One peek under #minihbcu on TikTok, and you’ll find the epitome of Black joy. Young Black students can be seen singing, dancing, laughing, and soaking up all that their community has to offer.
But make no mistake. These enclaves aren’t to be confused with real HBCUs– Historically Black Colleges and Universities that were established in the early 19th century to allow people of African descent to pursue higher education in the United States. Today, writers like Ta-Nehisi Coates regards Howard University as “The Mecca,” and homecoming celebrations such as Spelhouse remind us that aside from producing some of the best and brightest Black scholars the world has ever seen, these institutions are incubators for Black culture.
On the flip side, Predominantly White Institutions (PWIs) house a student body where white individuals make up the largest racial demographic on campus. These institutions are plentiful, and often condemned for their fractional populations of marginalized folks. For this reason, Black students are often eager to find community in these spaces.
Somewhere in the middle lies a small but mighty collective, what some Black students at PWIs are calling mini HBCUs. While the name may be new, Black folks have been creating communities such as these since they’ve attended PWIs. “These experiences help with networking, connecting, and building legacy,” says Shannon Ashford, Director of Diversity, Equity, and Inclusion at Duke University. “That’s important for anyone to have, but especially if you are not in the dominant group of the community that you’re a part of.”
Though these mini HBCUs can never truly replace HBCUs and their purpose, these spaces are making room for Black students to find their tribe and be authentically themselves.

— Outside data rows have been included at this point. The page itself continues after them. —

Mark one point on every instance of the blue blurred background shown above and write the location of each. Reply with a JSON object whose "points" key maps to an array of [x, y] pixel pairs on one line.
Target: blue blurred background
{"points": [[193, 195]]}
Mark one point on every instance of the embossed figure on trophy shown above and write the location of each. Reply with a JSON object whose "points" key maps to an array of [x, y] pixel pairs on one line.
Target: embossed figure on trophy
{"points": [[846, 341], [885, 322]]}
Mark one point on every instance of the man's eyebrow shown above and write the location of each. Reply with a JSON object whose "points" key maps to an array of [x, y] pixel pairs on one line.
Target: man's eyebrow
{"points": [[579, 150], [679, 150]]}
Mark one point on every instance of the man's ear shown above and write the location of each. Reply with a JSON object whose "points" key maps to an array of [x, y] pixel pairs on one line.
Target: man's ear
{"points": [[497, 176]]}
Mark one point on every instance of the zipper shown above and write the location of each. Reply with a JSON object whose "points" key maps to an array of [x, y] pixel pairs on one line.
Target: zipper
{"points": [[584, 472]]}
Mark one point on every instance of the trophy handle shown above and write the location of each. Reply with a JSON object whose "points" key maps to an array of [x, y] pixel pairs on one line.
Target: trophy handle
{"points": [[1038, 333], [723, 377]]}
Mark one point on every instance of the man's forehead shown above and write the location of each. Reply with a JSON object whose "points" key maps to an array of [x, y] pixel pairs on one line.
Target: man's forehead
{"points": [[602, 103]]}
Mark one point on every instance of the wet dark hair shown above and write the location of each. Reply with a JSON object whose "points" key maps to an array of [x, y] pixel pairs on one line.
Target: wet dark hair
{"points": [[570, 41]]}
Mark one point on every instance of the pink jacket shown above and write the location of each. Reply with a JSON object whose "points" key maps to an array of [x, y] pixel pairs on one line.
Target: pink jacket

These communities include initiatives much like the University of Southern California’s majorette dance team, created by Isis Lang.
Keep reading if you’re in search of your community and more specifically if you want to know how to be a part of it on campus.
Put Yourself Out There, Seriously
“The first step is using your resources, especially social media,” says Leslie Edwards, President of NYU’s Black Student Union. “Before sliding into someone’s DMs, find common ground.” Maybe you’re in the same club, study the same topics, or have a similar fashion sense. Then, be honest about your goal. Something as simple as, “Hey, I’m new to campus. What are some resources that helped you connect with [other] Black people?” is powerful yet effective, says Edwards.
Follow Those New Black Student Pages
Alongside the usual “welcome” pages for incoming students are social media pages that cater directly to students of color. For example, @nyupoc is a page where incoming class of 2024 students of color could submit their photos along with a bio in order to introduce themselves. Pages like these allow you to know who is out there in your community, as well as get your own name circulating.
Yes, Your School’s Student Life Center Is Actually Useful
“I would suggest for students to get connected to [cultural] centers if they exist at their [university], and [at] most PWIs they do,” says Ashford. Get acquainted with the administrative offices in these centers. Not only do they have staff that are dedicated to helping you thrive as a minority at your university, but they also provide community-building resources.
Step Out Of Your Comfort Zone
“You know how Hinge is ‘created to be deleted?’ I think that BSU is kind of the same,” says Edwards. As long as you pop into an event or two eager to learn and mingle, then you don’t have to come back if it isn’t your thing. But just know that it’s always there for you when you want to connect. “From here, think about other spaces to cultivate community in”, says Ashford. “You’d be amazed how hanging out with just one person in the quad, library, or dining hall can cause a ripple effect.”
Keep Up With Your Connections
Because most people meet the core of their community during freshman year, over time, your schedules will naturally differ. In order to keep up with one another, don’t sleep on the power of a like and comment on social media to keep the spark alive, says Edwards. This reminds your network that even though you can’t see them in-person as much as you’d like, you’re still supporting them from afar.
While college is all about finding yourself, it’s also about finding your people. In a world where the odds are often stacked against Black individuals, it’s important to connect with peers and colleagues that share in your experience. At times, it can feel like all we have is each other, says Ashford. “If we’re not continuing to pour into our community, it’ll dissolve.”